Local

UB's Misleading Local Food Program

by / May. 24, 2016 8am EST

According to UB Campus Dining & Shops, the school spent nearly $4 million on locally sourced food in 2015; however, at least some of that money isn’t buying the vine-ripened tomatoes and bunches of fresh-cut kale that come to mind when you hear the words “local food.”

“We make #UBuffalo a little greener — and healthier — with fresh, local food on campus EarthWeek2016,” reads a tweet posted to the University at Buffalo’s main announcement account @UBNow on April 20th. The tweet is accompanied by a stock photo of tomatoes ripening on vines that bears the caption: “By working directly with local farms to design menus around harvest dates, we’re supporting the farm-to-table movement and serving meals that are healthier for everyone (including mother nature)”.

A post on the UB Campus Dining & Shops website touts the program as a benefit to both the environment and the local economy:

Several studies have shown that when you buy from an independent, locally-owned business, rather than a nationally-owned businesses, significantly more of your money is used to make purchases from other local businesses, service providers, and farms in order to strengthen the economic base of the community.
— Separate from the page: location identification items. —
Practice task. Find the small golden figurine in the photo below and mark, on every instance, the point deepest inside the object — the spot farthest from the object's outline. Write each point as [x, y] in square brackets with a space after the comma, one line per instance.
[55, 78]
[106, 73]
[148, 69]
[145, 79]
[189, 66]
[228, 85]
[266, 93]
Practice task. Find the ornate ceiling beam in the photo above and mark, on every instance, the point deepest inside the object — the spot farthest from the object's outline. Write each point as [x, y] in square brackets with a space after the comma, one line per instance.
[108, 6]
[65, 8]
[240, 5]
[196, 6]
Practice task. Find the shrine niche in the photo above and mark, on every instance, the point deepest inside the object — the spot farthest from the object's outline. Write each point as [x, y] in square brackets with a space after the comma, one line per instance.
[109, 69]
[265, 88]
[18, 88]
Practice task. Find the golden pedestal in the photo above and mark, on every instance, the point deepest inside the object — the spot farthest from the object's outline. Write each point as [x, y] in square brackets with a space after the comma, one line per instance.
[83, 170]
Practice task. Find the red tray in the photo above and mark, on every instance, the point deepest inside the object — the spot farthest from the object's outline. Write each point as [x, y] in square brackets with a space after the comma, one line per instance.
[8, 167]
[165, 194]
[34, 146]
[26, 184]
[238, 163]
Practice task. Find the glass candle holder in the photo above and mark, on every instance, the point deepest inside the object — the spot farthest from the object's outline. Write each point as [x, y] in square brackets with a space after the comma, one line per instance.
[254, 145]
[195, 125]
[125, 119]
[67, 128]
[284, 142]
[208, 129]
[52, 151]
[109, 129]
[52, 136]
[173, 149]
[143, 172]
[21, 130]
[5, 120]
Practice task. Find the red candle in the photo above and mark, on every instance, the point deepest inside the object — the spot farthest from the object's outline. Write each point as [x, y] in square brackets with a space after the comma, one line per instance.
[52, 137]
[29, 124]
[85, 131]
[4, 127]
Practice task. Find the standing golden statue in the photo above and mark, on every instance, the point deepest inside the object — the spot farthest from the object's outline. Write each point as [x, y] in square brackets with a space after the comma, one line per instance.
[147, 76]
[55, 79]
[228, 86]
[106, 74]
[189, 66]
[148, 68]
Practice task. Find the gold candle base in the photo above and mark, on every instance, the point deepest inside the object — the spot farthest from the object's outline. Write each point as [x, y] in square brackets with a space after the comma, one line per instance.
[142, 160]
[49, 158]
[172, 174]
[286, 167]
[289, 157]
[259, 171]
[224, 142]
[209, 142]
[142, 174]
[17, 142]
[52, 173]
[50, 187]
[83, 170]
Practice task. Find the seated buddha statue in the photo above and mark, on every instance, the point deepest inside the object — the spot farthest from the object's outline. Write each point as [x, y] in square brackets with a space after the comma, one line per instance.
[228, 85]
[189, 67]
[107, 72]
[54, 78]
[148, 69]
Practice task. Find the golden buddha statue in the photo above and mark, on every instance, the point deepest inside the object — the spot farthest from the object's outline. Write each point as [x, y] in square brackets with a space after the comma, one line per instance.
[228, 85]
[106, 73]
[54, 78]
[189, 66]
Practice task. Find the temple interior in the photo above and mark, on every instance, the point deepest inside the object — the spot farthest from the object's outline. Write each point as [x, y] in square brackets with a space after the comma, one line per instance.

And local businesses are owned by people who live in this community, are less likely to leave, and are more invested in the community’s future. This aids in economic sustainability for your region.


The post goes on to refer to UB’s “Made In/Grown In New York” program which “spent $3.9 million in food purchases with local vendors,” giving the impression that UB sources close to $4 million of its food from independent producers and growers owned by Western New Yorkers.

Looking at UB’s list of local vendors reveals that this is not entirely the case.

In addition to local producers like Costanzo’s Bakery in Cheektowaga and farms like Bowman Farms in Gowanda, UB’s local vendors include Desiderio’s Produce in the Clinton Bailey food terminal, which distributes foods imported from all over the country, and Regional Distributors, a Rochester company that distributes janitorial and food service products by a variety of manufacturers.

More troubling, UB also counts products from multi-billion dollar corporations as local food. Such businesses include PepsiCo, the conglomerate that produces both Pepsi and Frito-Lay products, and which brought in $63 billion in revenue last year; General Mills, a Minneapolis-based corporation behind the food brands Totino’s and Old El Paso as well as the Cheerios whose production can be smelled downtown; and Illinois-based distributor US Foods, the tenth-largest privately traded corporation in the country, owned by the private equity firms Clayton Dubilier Rice and Kohlberg Kravis Roberts.

It’s true that even the multinational companies on UB’s list of local food vendors have a presence in New York; however the phrase “local farmers and food manufacturers” does not connote plastic bottles of Mountain Dew and foil bags of Doritos. And UB’s materials promoting the “Made In/Grown in New York” program are clearly meant to suggest a more provincial reading of the term “local,” giving the actual program the appearance of a cynical marketing gimmick.

The UB Campus Dining & Shops local purchasing website lists all of its vendors — including the mega-corporations like PepsiCo and General Mills — under the heading “Sustainable Foods” and pairs the list with a photo of a white-haired man in a plaid shirt and work smock harvesting tomatoes into a wicker basket, which appears to also be used in a number of templates for gardening websites as well as by a Belgian greenhouse manufacturer.

UB extols “the importance of helping our community find and choose local products while building relationships with growers, food artisans, and food manufacturers right here in Western New York,” in marketing foods produced by corporate megaliths.

Three Pillars Catering, which provides services to UB’s Jacobs Executive Development Center and the Center for Tomorrow, employs a nearly identical list of local vendors on its website, though it omits the corporate giants named on the Campus Dining & Shops site. Three Pillars does assert the $3.9 million local spending figure.

Vanessa Dwyer, who leads the UB Environmental Network, said that UB often exaggerates its commitment to sustainability, especially on social media.

“They talk a big talk, but don’t walk the walk,” Dwyer said.

The UB Environmental Network, along with the Professional Staff Senate and Faculty Senate, has been active in pushing businesses in the Commons, a privately operated commercial development on the UB campus, to stop using Styrofoam containers. Along with its local purchasing, Campus Dining & Shops touts “Styrofoam-free” resident and retail dining locations on its website.

The university did not immediately comment on the local purchasing program, aside from replies from its Twitter account citing Frito Lay, US Foods, and Pepsi’s local presence. The operator of the Twitter account declined to provide breakdowns of how much of the $3.9 million is spent with each local vendor, and UB has not yet responded to a Freedom of Information Law request for that information filed on April 21. UB spokesman John Della Contrada said in an email that he would look into the matter and that he would obtain a comment for Campus Dining & Shops, but has not responded since April 25.